French soldiers refuel Armoured Personnel Carriers that were driven from Ivory Coast, at a Malian air base in Bamako 15/01/2013. (Joe Penney/Courtesy Reuters) French soldiers refuel Armoured Personnel Carriers that were driven from Ivory Coast, at a Malian air base in Bamako 15/01/2013. (Joe Penney/Courtesy Reuters)

Nigeria–the giant of West Africa–could be expected to play an outsized role in the Economic Community of West African States (ECOWAS) force to intervene in Mali. The commander of the force is Nigerian, and Nigeria has reported it will supply 900 of the total force of 3,300. In the past, Nigeria has also footed the lion’s share of the costs of regional intervention forces.

However, at present Nigeria’s military is overstretched. There are troops on active duty in thirty-three of the thirty-six Nigerian states and the army, in effect, has the lead in responding to the Boko Haram insurgency in the north.
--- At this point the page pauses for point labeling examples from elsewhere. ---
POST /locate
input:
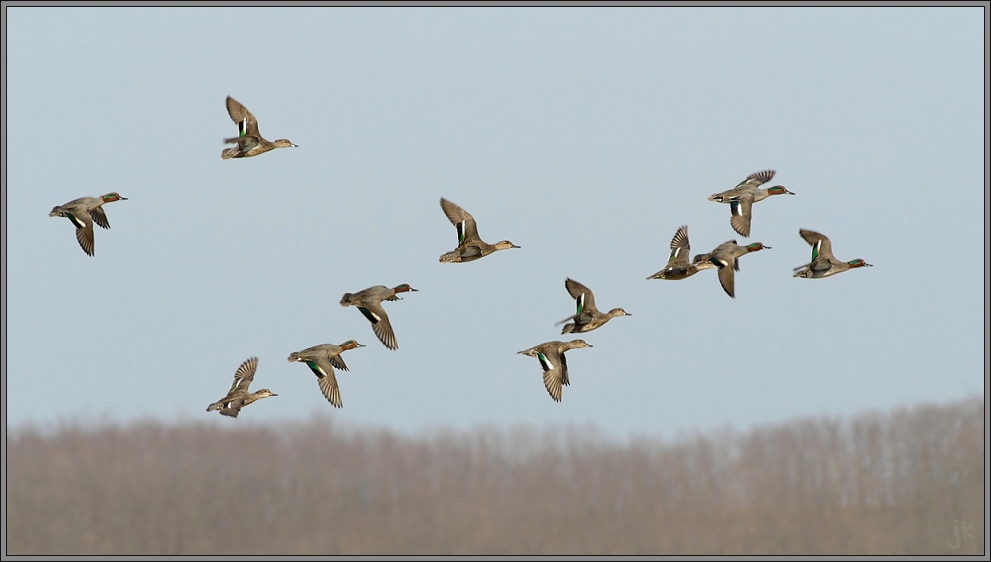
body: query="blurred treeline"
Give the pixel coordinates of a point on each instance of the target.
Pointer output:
(904, 482)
Therefore, it is no surprise that President Goodluck Jonathan last week reported a cut to Nigeria’s initial troop pledge to the ECOWAS Mali force and signaled that his country would be unable to fund most of the operation, unlike in the past. Unfolding events appear to have bolstered that troop pledge again, however.
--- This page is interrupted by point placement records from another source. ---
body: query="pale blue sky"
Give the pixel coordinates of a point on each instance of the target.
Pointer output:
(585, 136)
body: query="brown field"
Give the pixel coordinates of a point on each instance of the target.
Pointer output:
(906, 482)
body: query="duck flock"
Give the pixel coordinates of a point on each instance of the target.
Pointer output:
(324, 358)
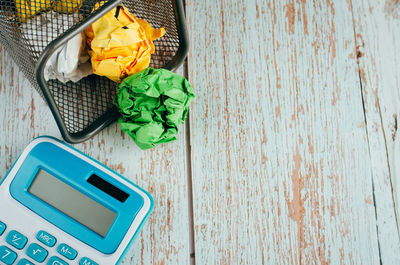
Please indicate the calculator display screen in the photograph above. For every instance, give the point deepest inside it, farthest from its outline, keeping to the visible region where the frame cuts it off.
(72, 202)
With the acceleration of Mali-centric activity following the French intervention, President Jonathan announced that Nigerian troops would arrive in Mali imminently. There are reports that some are already there. It is unclear what, if any, operational significance the presence of small numbers of troops from ECOWAS states will have on the current fighting. However, the Nigerian presence keeps open the ECOWAS role. France already has around 750 troops on the ground, and is planning to more than triple that to at least 2,500. The United States, UK, Belgium, Denmark, and Canada have all pledged transport planes, and in some cases, logistical and training support.

Many Nigerians inside the government have maintained that Boko Haram has links with international jihad networks, especially al-Qaeda in the Islamic Maghreb (AQIM), one of the leading elements among Mali’s Islamic insurgency. Mali has used that claim as a basis of requests for outside help. If such links do exist on meaningful terms, it would seem likely that Boko Haram will escalate their attacks in northern Nigeria in solidarity with its Islamic brothers. If that happens, there will be yet more pressure on the already overstretched Nigerian forces.